As marcas deixadas pelo Carnaval de 1919
Há, ainda, certa memória popular construída por cronistas sobre o Carnaval de 1919. A imagem passada por autores como Nelson Rodrigues e Mário Filho é da festa menos conservadora que já havia ocorrido até então, inclusive em termos de liberação sexual.
Para Butter, a visão é mais mítica do que factual. “No início do século, em 1910 muitas das práticas que são citadas sobre o Carnaval de 19, como assédios de grupos de homens direcionados a mulheres e funcionamento de prostíbulos já aconteciam. Uma mudança no código de vestimenta das mulheres também era algo que já estava em curso.”
Mas isso não quer dizer que a festa não tenha deixado marcas. “Ele pode ter sido uma preview de toda a sensacional década de 20 no Rio. Na cidade, o Carnaval, que começou em 1603, quando saíram à rua os primeiros fantasiados, já era uma maravilha no século XIX — há muita literatura a respeito. O que aconteceu é que o Carnaval de 1919 foi especial, assim como tinha sido em 1912, quando, por causa da morte do Barão do Rio Branco, o Rio teve dois Carnavais”, diz Ruy Castro.

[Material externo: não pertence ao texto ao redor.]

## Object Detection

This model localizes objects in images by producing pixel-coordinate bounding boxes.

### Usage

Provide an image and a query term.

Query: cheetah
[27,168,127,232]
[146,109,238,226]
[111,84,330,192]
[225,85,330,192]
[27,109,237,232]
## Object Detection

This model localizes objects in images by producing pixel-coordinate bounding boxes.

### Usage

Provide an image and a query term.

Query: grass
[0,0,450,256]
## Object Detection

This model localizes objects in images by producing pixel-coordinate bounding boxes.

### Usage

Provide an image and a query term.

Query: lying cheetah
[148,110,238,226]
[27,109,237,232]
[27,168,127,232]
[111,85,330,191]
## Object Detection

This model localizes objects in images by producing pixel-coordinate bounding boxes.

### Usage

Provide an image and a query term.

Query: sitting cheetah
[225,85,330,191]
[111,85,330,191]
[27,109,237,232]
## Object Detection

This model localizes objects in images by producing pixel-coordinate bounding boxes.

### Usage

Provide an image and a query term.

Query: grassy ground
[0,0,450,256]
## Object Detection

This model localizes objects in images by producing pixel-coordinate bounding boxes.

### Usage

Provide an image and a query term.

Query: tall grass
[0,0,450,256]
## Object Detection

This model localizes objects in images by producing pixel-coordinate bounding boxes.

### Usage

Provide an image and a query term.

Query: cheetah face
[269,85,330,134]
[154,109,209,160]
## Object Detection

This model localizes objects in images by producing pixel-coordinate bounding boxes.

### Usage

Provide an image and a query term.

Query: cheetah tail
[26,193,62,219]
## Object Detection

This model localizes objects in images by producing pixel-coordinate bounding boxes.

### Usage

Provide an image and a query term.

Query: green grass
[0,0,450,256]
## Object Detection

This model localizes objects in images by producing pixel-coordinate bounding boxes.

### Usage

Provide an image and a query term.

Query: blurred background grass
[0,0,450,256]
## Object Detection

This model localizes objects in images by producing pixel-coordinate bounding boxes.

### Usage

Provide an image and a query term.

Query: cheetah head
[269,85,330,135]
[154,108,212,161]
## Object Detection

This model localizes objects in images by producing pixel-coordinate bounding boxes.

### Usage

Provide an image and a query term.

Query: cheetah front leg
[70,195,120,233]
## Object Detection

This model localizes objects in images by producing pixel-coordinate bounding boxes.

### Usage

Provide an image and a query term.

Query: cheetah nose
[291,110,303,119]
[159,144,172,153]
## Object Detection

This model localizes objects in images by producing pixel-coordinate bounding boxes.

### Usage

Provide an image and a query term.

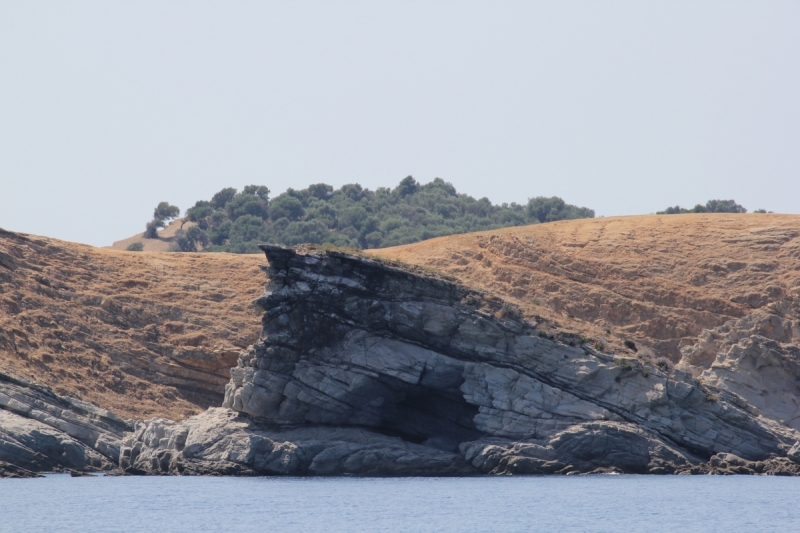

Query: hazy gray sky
[0,0,800,246]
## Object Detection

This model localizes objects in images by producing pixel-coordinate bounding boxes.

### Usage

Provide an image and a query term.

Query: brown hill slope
[0,230,265,419]
[6,214,800,428]
[370,214,800,364]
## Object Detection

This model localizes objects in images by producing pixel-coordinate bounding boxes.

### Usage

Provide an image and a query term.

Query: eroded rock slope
[120,246,800,475]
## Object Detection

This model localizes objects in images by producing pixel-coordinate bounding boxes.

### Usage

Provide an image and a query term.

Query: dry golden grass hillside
[0,230,266,419]
[370,214,800,362]
[0,214,800,419]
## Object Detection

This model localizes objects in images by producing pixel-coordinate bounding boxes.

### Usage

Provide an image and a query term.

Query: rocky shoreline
[0,246,800,476]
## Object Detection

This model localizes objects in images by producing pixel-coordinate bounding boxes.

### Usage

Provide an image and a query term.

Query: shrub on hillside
[656,200,747,215]
[169,176,594,253]
[144,202,181,239]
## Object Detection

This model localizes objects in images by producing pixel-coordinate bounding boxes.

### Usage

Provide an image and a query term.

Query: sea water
[0,475,800,533]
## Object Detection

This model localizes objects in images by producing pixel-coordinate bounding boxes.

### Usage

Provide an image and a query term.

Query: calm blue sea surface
[0,475,800,533]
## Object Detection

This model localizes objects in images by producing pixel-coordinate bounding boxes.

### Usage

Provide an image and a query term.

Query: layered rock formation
[120,246,800,475]
[0,373,133,477]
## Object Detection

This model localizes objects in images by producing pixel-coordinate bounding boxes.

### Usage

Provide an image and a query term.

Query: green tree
[175,226,210,252]
[144,202,181,239]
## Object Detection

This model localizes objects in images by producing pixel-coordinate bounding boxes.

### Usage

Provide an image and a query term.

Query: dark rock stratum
[0,246,800,477]
[119,246,800,475]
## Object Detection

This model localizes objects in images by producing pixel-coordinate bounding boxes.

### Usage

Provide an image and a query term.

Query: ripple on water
[0,475,800,533]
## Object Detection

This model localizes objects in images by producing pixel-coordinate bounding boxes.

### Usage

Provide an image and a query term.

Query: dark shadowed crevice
[376,387,482,451]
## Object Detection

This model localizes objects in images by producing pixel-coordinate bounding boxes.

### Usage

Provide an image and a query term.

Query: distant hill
[130,176,594,253]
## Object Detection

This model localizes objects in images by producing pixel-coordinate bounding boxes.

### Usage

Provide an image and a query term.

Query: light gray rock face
[9,246,800,476]
[680,310,800,430]
[120,407,478,476]
[155,246,800,475]
[0,373,132,477]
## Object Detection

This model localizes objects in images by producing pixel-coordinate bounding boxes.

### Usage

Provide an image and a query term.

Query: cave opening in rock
[379,386,482,452]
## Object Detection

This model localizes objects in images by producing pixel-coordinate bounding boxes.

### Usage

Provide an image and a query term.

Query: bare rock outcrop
[679,309,800,430]
[120,246,800,475]
[0,373,133,477]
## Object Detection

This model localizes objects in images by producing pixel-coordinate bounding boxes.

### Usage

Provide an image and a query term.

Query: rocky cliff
[120,246,800,475]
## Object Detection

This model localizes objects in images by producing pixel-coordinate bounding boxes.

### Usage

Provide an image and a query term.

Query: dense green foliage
[144,202,181,239]
[656,200,747,215]
[177,176,594,253]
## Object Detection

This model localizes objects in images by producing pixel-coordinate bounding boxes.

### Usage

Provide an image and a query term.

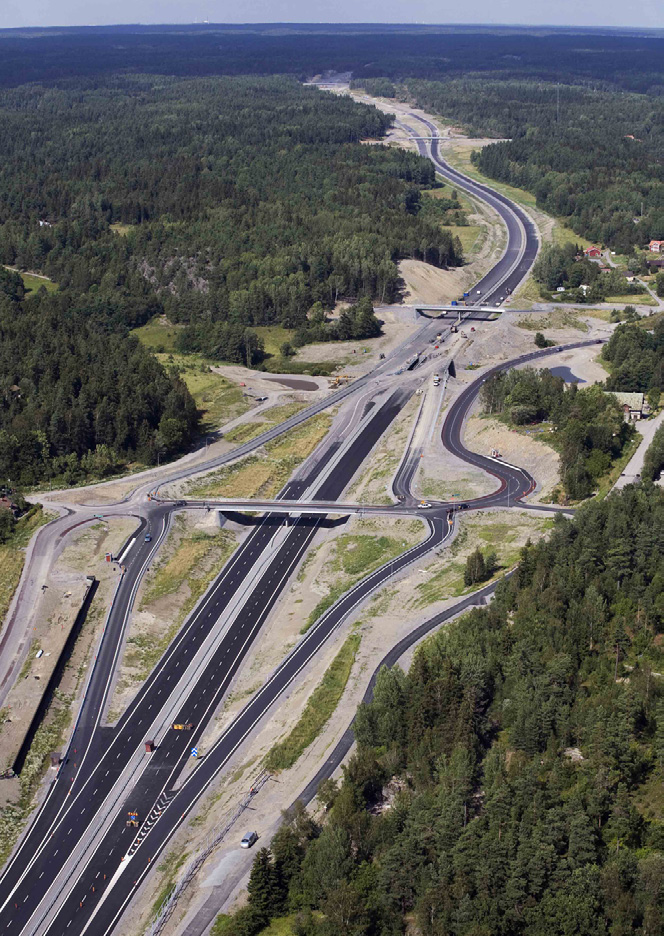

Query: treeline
[642,426,664,481]
[394,77,664,252]
[0,23,664,95]
[533,243,646,302]
[0,277,198,487]
[0,76,463,336]
[220,486,664,936]
[602,321,664,398]
[480,368,634,500]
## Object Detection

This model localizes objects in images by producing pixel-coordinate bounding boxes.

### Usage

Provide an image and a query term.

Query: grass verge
[126,530,236,680]
[595,432,643,500]
[188,413,332,498]
[0,506,52,622]
[413,514,554,609]
[224,403,308,444]
[0,692,72,865]
[265,634,361,770]
[515,309,588,332]
[300,520,424,634]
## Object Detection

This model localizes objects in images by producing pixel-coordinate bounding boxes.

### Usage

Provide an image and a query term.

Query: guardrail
[149,770,272,936]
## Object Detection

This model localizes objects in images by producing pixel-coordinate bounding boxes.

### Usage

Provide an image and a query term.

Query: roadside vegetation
[224,403,308,445]
[480,364,632,501]
[216,485,664,936]
[0,505,51,623]
[187,413,332,499]
[642,426,664,481]
[0,692,73,865]
[108,516,237,723]
[407,511,553,611]
[301,520,424,633]
[265,633,361,771]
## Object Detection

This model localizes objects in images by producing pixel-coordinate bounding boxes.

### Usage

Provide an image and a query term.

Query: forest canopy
[368,75,664,252]
[220,485,664,936]
[0,76,462,485]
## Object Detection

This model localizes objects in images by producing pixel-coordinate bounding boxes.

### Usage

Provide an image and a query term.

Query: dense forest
[0,76,462,485]
[0,271,198,482]
[0,23,664,95]
[480,368,634,500]
[220,485,664,936]
[366,76,664,252]
[533,243,648,303]
[602,320,664,398]
[0,76,462,327]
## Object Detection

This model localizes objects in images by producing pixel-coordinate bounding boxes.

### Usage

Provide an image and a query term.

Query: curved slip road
[0,100,548,936]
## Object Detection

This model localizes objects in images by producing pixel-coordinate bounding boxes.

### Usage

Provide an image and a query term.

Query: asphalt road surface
[0,102,548,936]
[0,390,412,934]
[405,113,539,305]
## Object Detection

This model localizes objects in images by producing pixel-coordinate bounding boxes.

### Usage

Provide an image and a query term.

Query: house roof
[606,390,643,410]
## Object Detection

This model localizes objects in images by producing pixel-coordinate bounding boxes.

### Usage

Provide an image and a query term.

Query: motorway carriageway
[0,390,426,934]
[0,104,544,933]
[401,113,539,304]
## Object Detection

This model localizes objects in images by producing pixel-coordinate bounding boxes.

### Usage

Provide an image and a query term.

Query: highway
[0,388,430,933]
[401,112,539,305]
[0,102,548,936]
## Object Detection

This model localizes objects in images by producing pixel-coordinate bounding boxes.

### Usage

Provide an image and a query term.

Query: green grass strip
[265,634,361,770]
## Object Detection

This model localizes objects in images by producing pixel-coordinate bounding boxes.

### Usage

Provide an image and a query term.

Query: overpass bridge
[165,498,426,517]
[413,305,504,322]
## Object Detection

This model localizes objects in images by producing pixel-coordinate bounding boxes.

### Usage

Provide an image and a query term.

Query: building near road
[606,390,650,422]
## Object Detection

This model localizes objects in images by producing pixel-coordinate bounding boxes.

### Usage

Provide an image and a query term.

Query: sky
[0,0,664,28]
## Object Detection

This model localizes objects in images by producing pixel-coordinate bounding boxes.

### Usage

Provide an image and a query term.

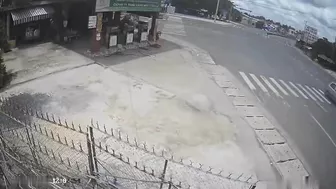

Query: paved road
[162,17,336,189]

Uma diferença, aponta David com base na sua pesquisa para o livro, é que o Carnaval desse ano teve a presença de muitos mais grupos do que os anteriores.
“Grupos femininos, novas sociedades de diferentes tamanhos e inclusive o Cordão do Bola Preta, bloco mais antigo do Rio de Janeiro, começou ali.”
“Também teve um lado sombrio que pouco se fala, com a ocorrência de estupros, muitas crianças desaparecidas e crimes violentos em consequência dessa loucura, do êxtase”, diz Pilla.
Apesar de mais de 100 anos terem se passado, é possível traçar alguns paralelos entre a pandemia do século passado e a atual.
As escolas de samba perderam importantes integrantes devido à covid-19, como Laíla, diretor de Carnaval da Beija-Flor, Maurina Feitosa de Carvalho, presidente da escola de samba 28 de Setembro, Marco Diniz, diretor de harmonia da Grande Rio, e os sambistas Carlinhos Sebá e Nelson Sargento.
Pela memória recente da covid-19, assim como foi feito com a gripe espanhola, em 2022 diversas escolas de samba desfilaram temáticas relacionadas à pandemia.
“Outro ponto é que para quem ficou em casa nos últimos dois anos e gosta do Carnaval, a mesma saudade da festa que estava presente em 1919 aparece agora”, diz Butter.